- Born: Vladimir Aleksandrovich Barykin Владимир Александрович Барыкин 22 November 1879 Oryol Governorate
- Died: 15 April 1939 (aged 59)
- Occupations: microbiologist and epidemiologist

= Vladimir Barykin =

Vladimir Aleksandrovich Barykin (Владимир Александрович Барыкин; 22 November 1879 — 15 April 1939) was a Russian microbiologist and epidemiologist.

== Biography ==
Vladimir Aleksandrovich Barykin was born on 22 November 1879 in Oryol Governorate. He graduated from the Kazan Imperial University in 1900.

During the years 1901 to 1904, he worked as a doctor in the Kazan Governorate. From 1904 to 1905, during the Russo-Japanese War, he served in Manchuria as a physician-therapist in the Siberian military-sanitary train of Princess Zinaida Yusupova. From 1905 to 1908, Barykin was the head of the Staro-Harbinskaya bacteriological laboratory at the Chinese Eastern Railway and fought outbreaks of plague.

From 1908 to 1915, he worked at Kazan University. In 1912, he trained at the Nesterov Institute under the guidance of Ilya Mechnikov and Jules Bordet. From 1915 to 1922, he was a professor of microbiology at Rostov University. In 1921, he founded the Institute of Microbiology in Moscow and became its head. At the same time, he was the head of the Department of Microbiology of the First Moscow Medical University. He held these positions until 1931.
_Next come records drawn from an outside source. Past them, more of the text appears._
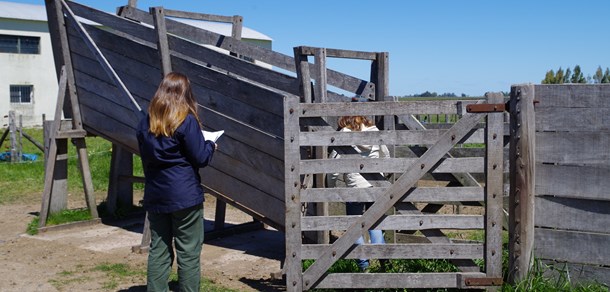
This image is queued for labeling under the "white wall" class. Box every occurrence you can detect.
[0,18,57,127]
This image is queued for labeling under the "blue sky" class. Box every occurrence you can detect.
[13,0,610,96]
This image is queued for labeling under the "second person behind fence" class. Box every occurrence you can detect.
[328,116,390,271]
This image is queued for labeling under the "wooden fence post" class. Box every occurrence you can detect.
[508,84,536,283]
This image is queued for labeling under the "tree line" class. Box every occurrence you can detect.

From 1932 to 1933, he was the scientific guide of the Kiev Bacteriological Institute and the head of the Department of microbiology of the Kiev Medical Institute. From 1933 to 1938, he held the post of scientific guide of the Central Institute of Epidemiology and was the head of the Department of Epidemiology of the Central Institute for Advanced Training of Physicians.
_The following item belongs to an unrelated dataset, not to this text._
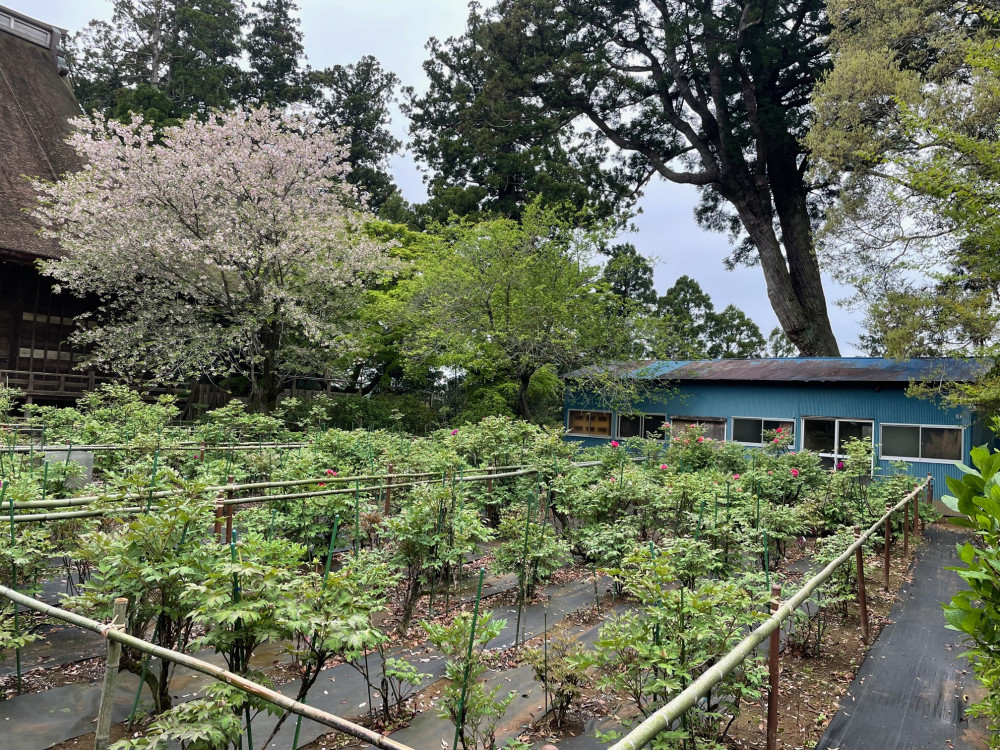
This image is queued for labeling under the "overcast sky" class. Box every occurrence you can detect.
[27,0,858,356]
He was arrested in 1938 on charges of espionage. On 14 April 1939, he was sentenced to capital punishment and was executed the next day (according to other information, he died in a labour camp in 1942).

== Family ==
As of 1917, Barykin was married and had a son born in 1902.

He was later married to Z. M. Shakhmalieva-Barykina, a research fellow at the Central Institute of Epidemiology and Microbiology.

== Awards ==

- Order of Saint Stanislaus, 3rd class (18 June [1 July] 1916), for his leadership of the bacteriological detachment.

- Honored Scientist of the RSFSR (1937).